This project is a multi-modal classification model aimed at predicting product categories for cosmetics. It leverages both textual and image data to build a robust classifier using advanced feature extraction methods and CatBoost for handling highly imbalanced classes. A FastAPI server is provided for real-time model inference, and the entire project is dockerized for easy deployment based on the text-only model.
The goal of this project is to build a robust classifier that can accurately predict product categories in the cosmetics domain by:
- Extracting and fusing text features (e.g., product names/descriptions) and image features.
- Deploying the model using Docker
- Serving predictions via a FastAPI endpoint.
The initial model achieves approximately 74% accuracy.
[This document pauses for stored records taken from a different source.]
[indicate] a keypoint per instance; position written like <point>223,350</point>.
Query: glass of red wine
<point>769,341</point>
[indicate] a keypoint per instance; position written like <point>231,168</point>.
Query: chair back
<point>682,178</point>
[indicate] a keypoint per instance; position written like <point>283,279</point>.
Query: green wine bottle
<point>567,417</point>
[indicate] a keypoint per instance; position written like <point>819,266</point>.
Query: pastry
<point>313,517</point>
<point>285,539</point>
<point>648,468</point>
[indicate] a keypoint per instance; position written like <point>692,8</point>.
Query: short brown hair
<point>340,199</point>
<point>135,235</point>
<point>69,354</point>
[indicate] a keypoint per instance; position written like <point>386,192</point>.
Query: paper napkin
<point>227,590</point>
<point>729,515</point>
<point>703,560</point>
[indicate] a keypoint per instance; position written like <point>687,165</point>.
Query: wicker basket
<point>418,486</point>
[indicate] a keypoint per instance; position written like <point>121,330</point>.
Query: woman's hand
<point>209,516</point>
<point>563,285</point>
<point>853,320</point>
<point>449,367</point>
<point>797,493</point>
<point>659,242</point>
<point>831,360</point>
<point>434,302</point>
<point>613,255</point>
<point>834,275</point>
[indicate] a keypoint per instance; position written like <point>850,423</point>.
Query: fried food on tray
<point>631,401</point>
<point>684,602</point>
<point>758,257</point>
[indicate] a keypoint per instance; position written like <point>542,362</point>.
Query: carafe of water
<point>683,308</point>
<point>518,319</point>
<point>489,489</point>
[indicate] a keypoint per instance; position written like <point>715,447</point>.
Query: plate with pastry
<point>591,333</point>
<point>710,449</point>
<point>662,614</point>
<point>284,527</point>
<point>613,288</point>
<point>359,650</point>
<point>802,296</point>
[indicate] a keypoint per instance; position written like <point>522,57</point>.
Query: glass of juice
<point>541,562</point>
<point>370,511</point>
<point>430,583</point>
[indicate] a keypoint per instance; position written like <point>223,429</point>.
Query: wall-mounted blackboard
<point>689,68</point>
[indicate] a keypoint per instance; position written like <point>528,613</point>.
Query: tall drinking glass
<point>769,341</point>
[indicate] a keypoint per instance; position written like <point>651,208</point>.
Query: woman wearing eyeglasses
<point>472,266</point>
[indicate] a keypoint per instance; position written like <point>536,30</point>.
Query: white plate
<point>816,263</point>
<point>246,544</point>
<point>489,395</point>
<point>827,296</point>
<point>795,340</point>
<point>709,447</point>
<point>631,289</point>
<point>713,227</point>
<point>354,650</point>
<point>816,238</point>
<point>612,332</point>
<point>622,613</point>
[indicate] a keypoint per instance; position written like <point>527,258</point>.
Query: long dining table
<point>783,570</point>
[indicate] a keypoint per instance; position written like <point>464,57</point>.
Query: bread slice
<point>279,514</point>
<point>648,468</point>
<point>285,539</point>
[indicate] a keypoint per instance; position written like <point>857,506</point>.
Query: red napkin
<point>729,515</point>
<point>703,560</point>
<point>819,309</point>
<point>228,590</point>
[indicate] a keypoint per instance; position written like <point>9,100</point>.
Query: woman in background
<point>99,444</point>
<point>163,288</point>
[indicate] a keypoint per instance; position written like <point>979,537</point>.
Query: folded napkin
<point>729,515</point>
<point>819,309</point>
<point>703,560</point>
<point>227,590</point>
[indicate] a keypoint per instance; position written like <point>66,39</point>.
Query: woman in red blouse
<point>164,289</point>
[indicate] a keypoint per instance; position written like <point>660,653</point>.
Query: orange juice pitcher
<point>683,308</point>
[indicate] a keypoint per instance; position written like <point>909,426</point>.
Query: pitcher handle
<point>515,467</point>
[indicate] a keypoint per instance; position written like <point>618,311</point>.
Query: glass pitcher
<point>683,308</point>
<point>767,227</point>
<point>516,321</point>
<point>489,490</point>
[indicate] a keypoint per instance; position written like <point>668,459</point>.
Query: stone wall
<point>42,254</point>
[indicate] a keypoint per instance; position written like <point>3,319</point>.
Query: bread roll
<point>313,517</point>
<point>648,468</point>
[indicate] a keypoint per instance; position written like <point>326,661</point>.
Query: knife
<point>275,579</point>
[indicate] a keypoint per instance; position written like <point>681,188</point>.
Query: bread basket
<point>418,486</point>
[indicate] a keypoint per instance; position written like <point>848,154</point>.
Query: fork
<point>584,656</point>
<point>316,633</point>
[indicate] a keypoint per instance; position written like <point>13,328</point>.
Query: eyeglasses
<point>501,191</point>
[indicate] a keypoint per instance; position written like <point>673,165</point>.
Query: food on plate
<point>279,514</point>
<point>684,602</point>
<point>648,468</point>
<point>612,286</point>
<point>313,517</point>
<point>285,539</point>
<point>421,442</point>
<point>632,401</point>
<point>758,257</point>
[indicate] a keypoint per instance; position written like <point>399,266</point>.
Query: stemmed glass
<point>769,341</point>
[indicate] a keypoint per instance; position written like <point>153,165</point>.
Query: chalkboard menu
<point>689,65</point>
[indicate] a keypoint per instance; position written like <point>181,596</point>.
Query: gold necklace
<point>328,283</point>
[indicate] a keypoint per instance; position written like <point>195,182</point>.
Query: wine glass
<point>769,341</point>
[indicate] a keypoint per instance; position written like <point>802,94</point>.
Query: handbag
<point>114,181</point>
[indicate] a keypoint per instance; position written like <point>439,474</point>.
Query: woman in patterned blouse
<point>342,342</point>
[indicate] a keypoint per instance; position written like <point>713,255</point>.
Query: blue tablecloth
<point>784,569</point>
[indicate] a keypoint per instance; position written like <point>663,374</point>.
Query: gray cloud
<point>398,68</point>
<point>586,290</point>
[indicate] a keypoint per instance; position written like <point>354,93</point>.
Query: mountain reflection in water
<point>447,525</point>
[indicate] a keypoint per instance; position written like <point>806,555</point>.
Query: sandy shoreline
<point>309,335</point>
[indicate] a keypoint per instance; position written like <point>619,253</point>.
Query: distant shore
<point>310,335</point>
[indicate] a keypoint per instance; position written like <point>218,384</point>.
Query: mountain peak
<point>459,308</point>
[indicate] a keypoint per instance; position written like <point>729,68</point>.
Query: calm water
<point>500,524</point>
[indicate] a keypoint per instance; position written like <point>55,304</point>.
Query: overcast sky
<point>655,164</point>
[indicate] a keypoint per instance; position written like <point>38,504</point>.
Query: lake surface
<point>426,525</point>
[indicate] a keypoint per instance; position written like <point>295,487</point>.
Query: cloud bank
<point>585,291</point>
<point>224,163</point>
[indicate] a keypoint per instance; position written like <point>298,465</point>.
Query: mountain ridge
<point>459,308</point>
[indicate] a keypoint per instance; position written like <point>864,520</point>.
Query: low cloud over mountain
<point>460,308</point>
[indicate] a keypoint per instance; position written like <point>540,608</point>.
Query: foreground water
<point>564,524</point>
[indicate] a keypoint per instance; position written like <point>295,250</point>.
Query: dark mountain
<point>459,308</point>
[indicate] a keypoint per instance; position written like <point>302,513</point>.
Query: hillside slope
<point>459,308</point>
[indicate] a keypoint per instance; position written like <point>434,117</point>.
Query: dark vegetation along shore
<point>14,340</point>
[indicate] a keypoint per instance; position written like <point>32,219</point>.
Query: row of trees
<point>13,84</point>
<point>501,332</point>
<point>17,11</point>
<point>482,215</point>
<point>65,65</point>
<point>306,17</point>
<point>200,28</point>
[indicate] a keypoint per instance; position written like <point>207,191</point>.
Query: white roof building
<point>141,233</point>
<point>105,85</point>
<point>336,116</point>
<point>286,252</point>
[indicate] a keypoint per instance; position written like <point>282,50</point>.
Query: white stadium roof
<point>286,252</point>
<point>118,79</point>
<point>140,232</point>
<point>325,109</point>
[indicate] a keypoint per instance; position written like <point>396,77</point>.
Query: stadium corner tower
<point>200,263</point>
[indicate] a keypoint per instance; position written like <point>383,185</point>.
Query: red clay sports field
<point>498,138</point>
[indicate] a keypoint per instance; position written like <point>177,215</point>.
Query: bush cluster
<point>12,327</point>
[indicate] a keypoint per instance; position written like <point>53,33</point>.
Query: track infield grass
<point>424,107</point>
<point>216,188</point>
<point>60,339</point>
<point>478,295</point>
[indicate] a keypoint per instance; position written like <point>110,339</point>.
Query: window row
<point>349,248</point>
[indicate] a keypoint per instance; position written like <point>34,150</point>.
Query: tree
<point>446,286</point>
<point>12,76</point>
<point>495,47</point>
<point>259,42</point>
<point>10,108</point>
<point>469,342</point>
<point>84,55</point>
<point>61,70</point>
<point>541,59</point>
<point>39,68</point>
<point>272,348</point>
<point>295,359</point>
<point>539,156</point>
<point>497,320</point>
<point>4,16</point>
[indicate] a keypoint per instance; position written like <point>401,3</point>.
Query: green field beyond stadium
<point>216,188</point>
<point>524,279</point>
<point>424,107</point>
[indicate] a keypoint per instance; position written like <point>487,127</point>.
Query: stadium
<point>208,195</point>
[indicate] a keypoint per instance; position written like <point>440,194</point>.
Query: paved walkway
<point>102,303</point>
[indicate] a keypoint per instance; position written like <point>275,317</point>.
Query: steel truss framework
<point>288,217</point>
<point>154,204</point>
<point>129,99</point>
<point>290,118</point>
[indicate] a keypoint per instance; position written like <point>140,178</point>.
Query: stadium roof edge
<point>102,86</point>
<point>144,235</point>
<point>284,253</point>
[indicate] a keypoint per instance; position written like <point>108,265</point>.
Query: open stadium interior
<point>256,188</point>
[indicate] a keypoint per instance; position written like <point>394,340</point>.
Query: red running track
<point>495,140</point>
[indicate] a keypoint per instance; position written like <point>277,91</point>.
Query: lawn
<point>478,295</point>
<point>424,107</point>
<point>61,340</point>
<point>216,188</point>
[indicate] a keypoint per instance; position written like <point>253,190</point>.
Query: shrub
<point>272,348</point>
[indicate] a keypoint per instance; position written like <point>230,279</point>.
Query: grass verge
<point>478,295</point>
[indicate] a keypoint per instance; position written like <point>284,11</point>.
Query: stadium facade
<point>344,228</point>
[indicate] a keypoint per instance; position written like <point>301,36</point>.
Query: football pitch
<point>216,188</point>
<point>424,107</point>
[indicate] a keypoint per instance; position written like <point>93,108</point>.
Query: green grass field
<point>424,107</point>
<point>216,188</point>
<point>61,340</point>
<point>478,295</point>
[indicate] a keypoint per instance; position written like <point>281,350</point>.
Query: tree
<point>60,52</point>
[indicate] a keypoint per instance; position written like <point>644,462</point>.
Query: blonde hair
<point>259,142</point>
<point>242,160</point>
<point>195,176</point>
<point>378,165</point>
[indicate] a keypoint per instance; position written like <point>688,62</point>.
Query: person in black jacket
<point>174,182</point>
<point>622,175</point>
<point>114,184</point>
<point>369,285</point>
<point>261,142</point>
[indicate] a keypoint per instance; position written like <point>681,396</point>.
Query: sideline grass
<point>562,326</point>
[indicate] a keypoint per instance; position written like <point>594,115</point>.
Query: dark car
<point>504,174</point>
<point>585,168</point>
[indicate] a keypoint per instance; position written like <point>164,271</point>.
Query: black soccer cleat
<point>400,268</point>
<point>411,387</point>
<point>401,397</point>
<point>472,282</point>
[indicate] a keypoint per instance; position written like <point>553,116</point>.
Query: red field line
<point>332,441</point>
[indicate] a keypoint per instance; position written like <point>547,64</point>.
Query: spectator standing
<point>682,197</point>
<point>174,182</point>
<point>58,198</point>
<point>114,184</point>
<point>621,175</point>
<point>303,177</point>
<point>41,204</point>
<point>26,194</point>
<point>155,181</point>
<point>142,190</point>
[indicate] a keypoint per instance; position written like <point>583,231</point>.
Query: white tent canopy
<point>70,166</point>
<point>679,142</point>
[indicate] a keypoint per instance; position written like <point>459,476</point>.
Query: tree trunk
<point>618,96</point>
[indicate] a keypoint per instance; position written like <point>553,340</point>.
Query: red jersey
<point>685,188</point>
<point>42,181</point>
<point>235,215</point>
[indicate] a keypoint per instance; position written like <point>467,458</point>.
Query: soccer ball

This README outlines the project’s components and suggests several avenues for further improvement.
-
Text Feature Extraction: Utilizes techniques like TF-IDF (or transformer-based embeddings) for semantic representation, using Catboost.
-
Image Feature Extraction: Uses a pre-trained ResNet50 (with the final classification layer replaced) to extract embeddings; dimensionality is further reduced via PCA.
-
CatBoost Classifier: A robust gradient boosting model that natively handles categorical data.
-
FastAPI Deployment: Provides real-time inference through a FastAPI server.
-
Dockerized Environment: Complete Docker configuration for building and deploying the application.
├── README.md <- Contains the instructions to replicate code
├── data
│ ├── interim <- Intermediate data that has been transformed.
│ ├── processed <- The final, canonical data sets for modeling.
│ └── raw <- The original, immutable data dump.
│
├── notebooks <- Jupyter notebooks, for testing and script development
│
├── pyproject.toml <- Project configuration file with package metadata.
│
├── reports <- Contains the report of the challenge in pdf form
│
├── app <- Contains the FastAPI docker file to run.
│
│
└── src <- Source code for use in this project.
│
├── __init__.py <- Makes a Python module
│
├── consts.py <- Store useful variables and configuration
│
├── data_ingester.py <- Script to download data from API
│
├── image_embeddings_generator.py <- Generate Image embeddings
│
├── train_mlflow_logging_no_image.py.py <- Training script
│
Key thing to note is the data directory is not pushed to git and mlflow runs are local, not cloud based.
- Python 3.11 (or compatible version)
- uv and pip package manager
- Docker (if deploying via Docker)
This project uses uv as a package manager, read more about it here (https://github.com/astral-sh/uv)
- Clone the repository:
git clone https://github.com/kameshkotwani/qogita.git
cd qogita # in the qogita directory, there is an app folder, switch to the directory
# this will build the image along with the model and the requirements
cd app
docker build -t productsapi .
# after the build is complete this command will expose the 5000 port to run the app
docker run -d -p 5000:5000 productsapi After the deployment is complete, we can send a json request to (localhost:5000/classify) endpoint, using the curl, Postman or FASTAPI docs (localhost:5000/docs).
It accepts two features name and brandName in JSON format, and returns the prediction in JSON format
Input:
{
"name":"string",
"brandName":"string"
}output response:
{
"product":"string",
"prediction":"string"
}This demo uses the FastAPI docs version to predict, which is deployed using Dockerfile and exposed at port 5000.